In The Breaking Point: Hemingway, Dos Passos, and the Murder of Jose Robles, Stephen Koch tells a sad story about how the two novelists went to Spain supposedly to work on a film in support of the Spanish Republican cause. What neither knew was that they were dupes of the Communist Party, who had already made the film. Hemingway did not really care. He was in Spain to find inspiration and to conduct a love affair with Martha Gellhorn. He spent most of his time drinking and unknowingly hanging out with Soviet agents.

When Dos Passos arrived several weeks later, he found that his good friend Jose Robles was missing. Robles's wife told him that her husband had been taken in the night by Spanish soldiers months before and no one in the government would acknowledge whether he was in custody or dead.
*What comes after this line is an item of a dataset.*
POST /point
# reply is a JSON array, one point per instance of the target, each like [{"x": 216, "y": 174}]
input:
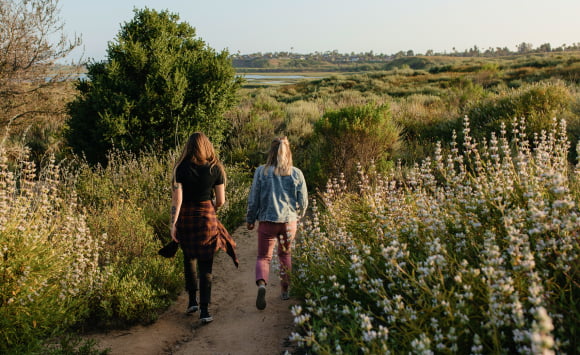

Dos Passos began questioning every official he could meet, which annoyed the Soviet puppet forces, who were preparing to assassinate most of the true Spanish Republicans. Hemingway had no sympathy. He told Dos Passos "people die - get over it - quit embarrassing us with your questions." The two old friends had a very public argument over whether Robles was a Fascist, a suggestion Hemingway accepted because his Soviet friends told him so.

According to Stephen Koch, Dos Passos met George Orwell in Barcelona and helped repentant American Communist Liston Oak escape the Soviets. He generally acted bravely and responsibly, but lost much of his faith in socialism in Spain. Hemingway, on the other hand, betrayed his wife, his friend, and every principle he ever espoused, but he found inspiration for For Whom the Bell Tolls. His success was hollow, however, and Koch suggests that he never forgave himself for all his sins.

The Breaking Point is for anyone interested in Hemingway, Dos Passos, the Spanish Civil War, or Soviet agents in the West before World War II.